From acclaimed documentary filmmaker Steve James (Hoop Dreams) comes this fascinating look at Ted Hall, the youngest physicist on the Manhattan Project… and a former Soviet spy. Featuring interviews with Hall and his wife of over 50 years, A Compassionate Spy is a tale of espionage, romance, and profound moral questions.

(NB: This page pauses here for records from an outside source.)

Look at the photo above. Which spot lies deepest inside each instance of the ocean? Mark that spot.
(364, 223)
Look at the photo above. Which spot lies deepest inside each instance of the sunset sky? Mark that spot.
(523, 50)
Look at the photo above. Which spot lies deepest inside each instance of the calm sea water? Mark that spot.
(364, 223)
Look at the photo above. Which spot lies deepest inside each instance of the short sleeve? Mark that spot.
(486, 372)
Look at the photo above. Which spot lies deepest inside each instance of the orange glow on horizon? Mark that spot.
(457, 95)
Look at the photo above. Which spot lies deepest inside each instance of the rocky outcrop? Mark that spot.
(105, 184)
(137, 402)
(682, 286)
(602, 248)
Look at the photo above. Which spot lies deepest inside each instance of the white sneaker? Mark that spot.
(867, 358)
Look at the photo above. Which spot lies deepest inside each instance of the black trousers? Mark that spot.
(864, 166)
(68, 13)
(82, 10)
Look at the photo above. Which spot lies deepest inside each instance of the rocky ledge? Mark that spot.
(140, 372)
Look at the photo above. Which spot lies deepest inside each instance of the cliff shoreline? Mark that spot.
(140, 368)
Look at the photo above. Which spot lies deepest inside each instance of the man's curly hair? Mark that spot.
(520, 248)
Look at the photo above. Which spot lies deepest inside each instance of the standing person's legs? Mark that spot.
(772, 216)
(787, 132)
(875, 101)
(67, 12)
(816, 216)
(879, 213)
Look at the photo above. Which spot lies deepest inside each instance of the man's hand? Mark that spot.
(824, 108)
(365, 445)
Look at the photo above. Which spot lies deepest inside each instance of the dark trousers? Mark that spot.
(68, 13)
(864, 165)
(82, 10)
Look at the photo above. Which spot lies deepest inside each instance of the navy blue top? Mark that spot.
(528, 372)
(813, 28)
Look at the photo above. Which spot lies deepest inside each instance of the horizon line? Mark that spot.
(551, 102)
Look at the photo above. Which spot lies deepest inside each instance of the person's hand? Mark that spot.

With America driven to create an atomic bomb before the Nazis, 18-year-old Harvard undergraduate Ted Hall was recruited to be the youngest physicist on the Manhattan Project. But following a successful test detonation, Hall’s conscience was troubled: he believed that America’s monopoly on the bomb would lead to disaster. He decided to start sharing crucial technical information with the Soviet Union. Soon after the war’s end, he met and married a fellow student, Joan, raised a family and continued to do pioneering work in biophysics research, all the while being investigated by the FBI. A Compassionate Spy is both a complex look at the morality of espionage, and a revealing look at a beautiful marriage.
Director Biography
Steve James was born in Hampton, Virginia and is widely regarded as one of the greatest documentary filmmakers of all-time. His impressive filmography includes Hoop Dreams (1994), Stevie (2002), At the Death House Door ('08), and The Interrupters (2010) and Abacus: Small Enough to Jail (2016), the last two of which screened at MSPIFF.